I would imagine that it is practice in the industry to make people take Good Friday off as one of the annual leave days.

Just like builders tell all staff to take the first two weeks of August off.


----------



## Latrade (22 Mar 2010)

Most bars I'm aware of have Good Friday and Christmas as their compulsory annual leave. However, I'm not entirely sure they have to given that it isn't specifically designated as protected leave.

The difference being that this is a state enforced closure of a business (where no other business is similarly closed), it isn't just a matter of you can stay open but not serve alcohol, the place has to close. I know in a couple of cases of enforced temporary closure for other reasons the business hasn't had to pay employees.


----------



## jack2009 (22 Mar 2010)

How did the business treat such days in the past?  Whould this not have set a precedent?


----------



## Purple (22 Mar 2010)

We close on Good Friday. It's a days annual leave.


----------



## Latrade (23 Mar 2010)

jack2009 said:


> How did the business treat such days in the past? Whould this not have set a precedent?


 
That would be the key consideration. While the state forces the closure of the business and so the shut down isn't protected leave, if this has been given as annual leave or paid leave in the past, it would be difficult to enforce it as unpaid leave now without the agreement of the staff.



Purple said:


> We close on Good Friday. It's a days annual leave.


 
In this case it's different though, the state forces the business to shut on Good Friday rather than it being at the discretion of the employer.


----------



## Purple (23 Mar 2010)

The state forces the business not to open to the public but could the staff (in theory) not be doing something else?


----------



## Latrade (23 Mar 2010)

Purple said:


> The state forces the business not to open to the public but could the staff (in theory) not be doing something else?


 
The question is whether that's fair on the employer. The state singles out one particular business type to be closed for business two days a year, not even open for other aspects of trade such as food and soft drinks. Yet its competitors like Off Licences and Supermarkets can remain open for other trade as can hotels and restaurants. 

So it takes away two days revenue from the employer with no means of getting it back (also add in given that many people would be off work on the friday, the pubs have to close early on the thursday also missing out on good trade from 12-whenever), it can't also be expected that staff are paid for the time when the business is closed. Or that additional duties are arranged to pay the staff for when the only source of income is closed to the employer.
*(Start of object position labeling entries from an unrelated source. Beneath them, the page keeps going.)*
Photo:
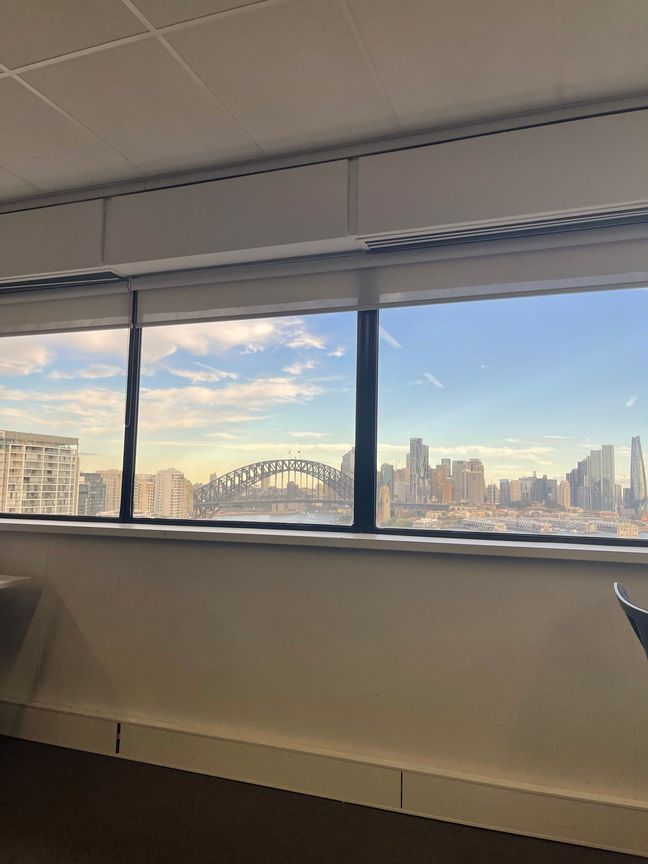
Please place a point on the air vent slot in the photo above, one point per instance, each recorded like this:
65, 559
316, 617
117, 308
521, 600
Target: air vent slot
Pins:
503, 231
104, 277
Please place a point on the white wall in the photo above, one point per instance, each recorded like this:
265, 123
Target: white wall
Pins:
519, 670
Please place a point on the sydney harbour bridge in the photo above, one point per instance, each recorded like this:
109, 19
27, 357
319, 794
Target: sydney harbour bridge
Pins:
275, 482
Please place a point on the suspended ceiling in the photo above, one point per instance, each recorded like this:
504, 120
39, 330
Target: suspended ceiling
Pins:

Most bars I know do give it as annual leave, as such this would be the custom and practice and if they wish to change that arrangement they'd have to be careful. However, there is no statutory requirement to say it must be paid leave.


----------



## fobs (23 Mar 2010)

We used to have to take good Friday off (and lose a days holiday) now we can either work it or lose a days holiday if we take it off.


----------



## Purple (23 Mar 2010)

Latrade said:


> The question is whether that's fair on the employer. The state singles out one particular business type to be closed for business two days a year, not even open for other aspects of trade such as food and soft drinks. Yet its competitors like Off Licences and Supermarkets can remain open for other trade as can hotels and restaurants.
> 
> So it takes away two days revenue from the employer with no means of getting it back (also add in given that many people would be off work on the friday, the pubs have to close early on the thursday also missing out on good trade from 12-whenever), it can't also be expected that staff are paid for the time when the business is closed. Or that additional duties are arranged to pay the staff for when the only source of income is closed to the employer.
> 
> Most bars I know do give it as annual leave, as such this would be the custom and practice and if they wish to change that arrangement they'd have to be careful. However, there is no statutory requirement to say it must be paid leave.



My point was that it then means it is reasonable to call it a days annual leave.


----------